#  >  > Living And Legal Affairs In Thailand >  >  > Thailand and Asia News >  >  Pattaya live sex play video and pics from the beach

## dirtydog

FOREIGNERS ENGAGE IN BLATANT FOREPLAY ON PATTAYA BEACH
Currently, certain Europeans are not creating a very good impression of themselves around the world. In the past few months, a German couple were caught having sex in an Ayutthia temple and a British couple were prosecuted for having sex on a beach in Dubai. The latest incident happened on Pattaya Beach Road, in full view of the police station, on January 8, 2009, where a Slavic-looking couple were captured on video, engaging in blatant sexual foreplay. 

The first time spectators became aware of the couple's sexual antics was around 2.00 am, on 8 January. A crowd had apparently gathered in the vicinity of Pattaya police station on the Beach Road. Reporters quickly picked up on the attraction and being ready armed, immediately began to take video footage and photos of a Farang couple, engaging in foreplay. The woman was younger than the man and they were obviously drunk and had started some heavy petting. They seemed to realize that people were watching, but were apparently oblivious, not bothering to stop or even cover themselves.

After putting on a show for about 10 minutes, with a steadily growing audience, they were seen leaving the beach and going under a tree where they started to take their pants off and were apparently going to have sex. At this juncture a plain-clothed policeman rushed over to tell them to get back to their hotel and informed them that it was illegal to have sex in a public place. They became angry and started shouting, but finally put their pants back on and got on a Song taew.

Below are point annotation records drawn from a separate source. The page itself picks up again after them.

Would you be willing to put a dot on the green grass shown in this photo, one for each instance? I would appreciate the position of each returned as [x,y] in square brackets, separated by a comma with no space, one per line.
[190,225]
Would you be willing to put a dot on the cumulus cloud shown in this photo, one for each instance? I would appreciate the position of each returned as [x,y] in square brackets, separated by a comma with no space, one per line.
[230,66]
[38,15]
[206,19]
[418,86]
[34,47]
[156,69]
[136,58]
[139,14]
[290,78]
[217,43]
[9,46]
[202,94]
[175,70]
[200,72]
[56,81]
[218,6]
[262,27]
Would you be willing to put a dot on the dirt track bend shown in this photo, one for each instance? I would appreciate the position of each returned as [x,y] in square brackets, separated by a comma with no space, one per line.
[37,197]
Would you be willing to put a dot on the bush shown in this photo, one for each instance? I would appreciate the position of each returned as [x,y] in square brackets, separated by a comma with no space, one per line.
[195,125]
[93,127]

Police said there had been a few similar cases that had happened lately in the same area; a fact which can be endorsed by PDN, which has already run an article about the attraction of the beach to sexual artists. Police are currently trying to be strict about this kind of behaviour. Some of the Thai people, who had nevertheless been observing, told reporters that even though Pattaya has a reputation for being a sex venue, people, irrespective of their nationality, should respect the law and show a modicum of decorum. Some Thais became quite vehement in their voiced opinions, saying such people were no better than animals.

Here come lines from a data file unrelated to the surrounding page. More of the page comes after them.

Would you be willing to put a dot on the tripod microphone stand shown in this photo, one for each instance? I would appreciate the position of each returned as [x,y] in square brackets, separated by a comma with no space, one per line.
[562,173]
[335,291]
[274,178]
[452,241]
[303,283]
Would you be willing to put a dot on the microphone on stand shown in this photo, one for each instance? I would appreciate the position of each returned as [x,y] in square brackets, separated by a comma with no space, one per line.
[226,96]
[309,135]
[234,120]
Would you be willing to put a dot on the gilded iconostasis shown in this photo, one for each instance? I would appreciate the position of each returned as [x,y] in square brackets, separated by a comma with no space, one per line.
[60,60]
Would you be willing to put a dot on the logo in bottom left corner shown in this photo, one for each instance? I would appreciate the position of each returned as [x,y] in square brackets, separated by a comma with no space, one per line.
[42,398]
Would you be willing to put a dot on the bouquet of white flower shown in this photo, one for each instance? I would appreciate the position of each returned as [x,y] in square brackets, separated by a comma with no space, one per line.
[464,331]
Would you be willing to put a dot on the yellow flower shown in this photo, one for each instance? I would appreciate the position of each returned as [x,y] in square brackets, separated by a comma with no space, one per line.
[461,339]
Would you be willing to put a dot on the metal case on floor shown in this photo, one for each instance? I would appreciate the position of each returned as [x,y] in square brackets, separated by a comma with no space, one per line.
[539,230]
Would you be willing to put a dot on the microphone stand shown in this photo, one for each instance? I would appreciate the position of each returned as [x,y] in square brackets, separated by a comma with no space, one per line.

FOREIGNERS ENGAGE IN BLATANT FOREPLAY ON PATTAYA BEACH : Pattaya Daily News

Take a seat my darling.



Nobody can see us.



How does this feel?



My oh my.



Lets go and have a shag.



Pattaya, the fun town.

----------


## witbaas

From Russia With Love?

----------


## EmperorTud

> Some Thais became quite vehement in their voiced opinions, saying such people were no better than animals.

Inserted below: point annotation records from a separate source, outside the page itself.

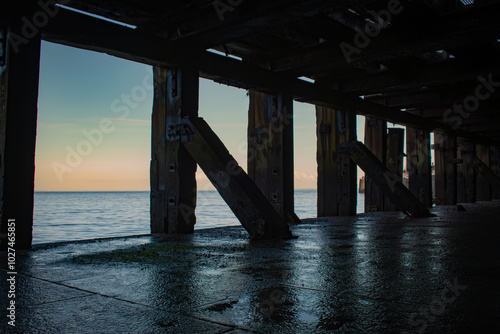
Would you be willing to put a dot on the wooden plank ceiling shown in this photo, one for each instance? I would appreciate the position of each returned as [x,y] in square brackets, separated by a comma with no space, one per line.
[427,59]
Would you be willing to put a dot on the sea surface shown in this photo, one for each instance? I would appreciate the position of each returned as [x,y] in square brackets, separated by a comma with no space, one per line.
[66,216]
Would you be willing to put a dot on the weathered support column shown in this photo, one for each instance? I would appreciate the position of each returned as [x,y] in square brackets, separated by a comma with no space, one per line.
[337,188]
[238,190]
[495,168]
[173,182]
[394,160]
[445,176]
[270,150]
[483,184]
[19,77]
[376,141]
[466,174]
[385,179]
[419,164]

An oft expressed sentiment about foreigners.

----------


## Scandinavian

Pattaya is the sex/trash capital of the world...this incident doesn't surprise me at all.

----------


## klongmaster

Was shown live on Ch7 TV just now...with the naughty bits pixulated of course...

----------


## dirtydog

> Was shown live on Ch7 TV just now.


You mean they are still at it  :Smile: 






> Pattaya is the sex/trash capital of the world


This *link* may open your eyes.

----------


## Loombucket

> Some of the Thai people, who had nevertheless been observing....


I would love to have overheard some of their comments, or the ones they made to friends afterwards.

----------


## Redrum

That bird he's with is well worth one.

----------


## Lynn

I think it is foolish to have sex in an open area as there are so many thing that could happen... one of them is being seen and photographed, not to mention being put on a forum. Hope he really is a tourist and not a married local.

----------


## navynine

Get real!!!!!!!!!!!!!!Its 2am

----------


## Rigger

I have seen a Thai woman mastabate in public on the streets of pattaya, she was at it for a good 10 mins and was on some sort of drugs as she was spitting at people as they walked past. Gave me a good woody anyway

----------


## Redrum

^

Something about too much rep & all that

----------


## baldrick

> Some Thais became quite vehement in their voiced opinions, saying such people were no better than animals.


so I wonder what these same Thais have to say about the footage on the news last night from Prachinburi - surveillance cameras captured a thai male shooting a security guard in the stomach and then his girlfriend in the head before riding off on his motocycle.

----------


## WujouMao

> Some of the Thai people, who had nevertheless been observing, told reporters that even though Pattaya has a reputation for being a sex venue, people, irrespective of their nationality, should respect the law and show a modicum of decorum.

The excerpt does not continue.